Agent Function Current State
Analytics (Heimdall) Quantitative sensing — metrics, anomalies, opportunities Plugin built, daemon pending
Research (Frigg) Qualitative sensing — market, competitors, customer empathy Fragments (X search MCP)
Intelligence Synthesis — composes capabilities into solutions Does not exist as unified agent
Build (Valkyrie) Execution — campaigns, code, deploys Campaign Builder on staging, SWE pipeline early
Live Ops (Loki) Operations — community, marketing, support ReGgie on CK:ATZ (production)
Personal Orchestrator (Thor) Your interface to the system — triage, orchestration, morning digest CEO instance mature (KAAOS)

Three Learning Loops (Target)

The mechanism that makes the system get smarter, not just bigger:

  1. Generation Loop (minutes) — generate N variants of any task, score against a matrix, present the best.
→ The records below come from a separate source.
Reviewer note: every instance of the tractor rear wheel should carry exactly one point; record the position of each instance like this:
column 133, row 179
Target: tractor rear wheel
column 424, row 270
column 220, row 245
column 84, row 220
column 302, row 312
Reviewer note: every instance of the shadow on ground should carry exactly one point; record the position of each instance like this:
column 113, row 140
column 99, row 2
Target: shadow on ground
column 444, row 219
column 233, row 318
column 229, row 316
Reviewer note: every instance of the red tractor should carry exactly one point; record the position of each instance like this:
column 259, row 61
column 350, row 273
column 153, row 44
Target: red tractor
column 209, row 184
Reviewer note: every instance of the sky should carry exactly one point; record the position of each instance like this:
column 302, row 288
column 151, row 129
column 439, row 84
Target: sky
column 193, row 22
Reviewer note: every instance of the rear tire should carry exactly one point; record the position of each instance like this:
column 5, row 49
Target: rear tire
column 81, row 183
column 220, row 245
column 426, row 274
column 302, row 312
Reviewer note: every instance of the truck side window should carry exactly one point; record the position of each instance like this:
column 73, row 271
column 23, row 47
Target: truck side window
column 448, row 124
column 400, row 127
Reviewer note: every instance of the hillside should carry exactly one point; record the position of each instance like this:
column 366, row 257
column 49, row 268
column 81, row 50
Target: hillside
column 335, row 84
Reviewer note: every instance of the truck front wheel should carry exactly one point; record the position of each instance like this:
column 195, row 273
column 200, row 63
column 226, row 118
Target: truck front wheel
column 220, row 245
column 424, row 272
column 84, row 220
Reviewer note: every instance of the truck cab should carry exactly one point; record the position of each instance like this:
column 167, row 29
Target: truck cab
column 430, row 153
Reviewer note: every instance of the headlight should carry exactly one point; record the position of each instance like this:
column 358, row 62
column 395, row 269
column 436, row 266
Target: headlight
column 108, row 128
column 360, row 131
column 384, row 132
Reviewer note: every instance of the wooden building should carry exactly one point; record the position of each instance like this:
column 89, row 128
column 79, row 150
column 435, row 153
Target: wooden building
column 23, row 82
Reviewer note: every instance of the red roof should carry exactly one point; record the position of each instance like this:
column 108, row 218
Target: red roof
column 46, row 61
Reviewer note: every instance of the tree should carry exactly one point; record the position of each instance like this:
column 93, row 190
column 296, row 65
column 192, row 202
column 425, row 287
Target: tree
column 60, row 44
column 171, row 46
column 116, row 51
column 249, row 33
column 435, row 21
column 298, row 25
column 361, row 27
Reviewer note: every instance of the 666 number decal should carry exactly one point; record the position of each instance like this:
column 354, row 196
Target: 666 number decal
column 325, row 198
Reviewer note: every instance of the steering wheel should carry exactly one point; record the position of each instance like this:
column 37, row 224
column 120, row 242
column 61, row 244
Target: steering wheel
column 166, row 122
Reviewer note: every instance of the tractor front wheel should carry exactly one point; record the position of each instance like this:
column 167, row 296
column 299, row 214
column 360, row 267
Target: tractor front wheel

Not yet implemented.
  2. Preference Loop (days/weeks) — when a human picks variant 3 over variant 1, the scoring matrix learns. Override tracking exists in Heimdall but doesn't feed back into scoring.
  3. Impact Loop (weeks/months) — market outcomes calibrate the scoring matrix against reality. Track skill captures predictions vs outcomes, but feedback doesn't flow back to modify generation.

AI & Infra Team

Person Focus
Ben Noyce Team lead, AI infrastructure, SRE
Jim Wheaton Campaign Builder, SWE pipeline
David Wang Data engineering, BigQuery, SRE
Jackson Foley AI infrastructure

Separation from Sandbox

Alan Carr moved to Octopus Rodeo (sandbox experiments: CryptoKitties, Miquela). Riptide (agent infrastructure) is a separate sandbox under Jan Bernatik & Navid TehraniFar. AI & Infra is production infrastructure, not research.

Repositories

Repo Contents
dapperlabs/dapper-ai SWE pipeline
dapperlabs/atlas-app Atlas frontend (Campaign Builder FE)
dapperlabs/atlas-api Atlas backend (Campaign Builder BE)

This section needs enrichment from the engineering team

Detailed deployment procedures, MCP configuration guides, agent prompt specifications, and SWE pipeline architecture should be documented by the AI & Infra team. The intelligence architecture (six agents, three learning loops) is the target design, not current state.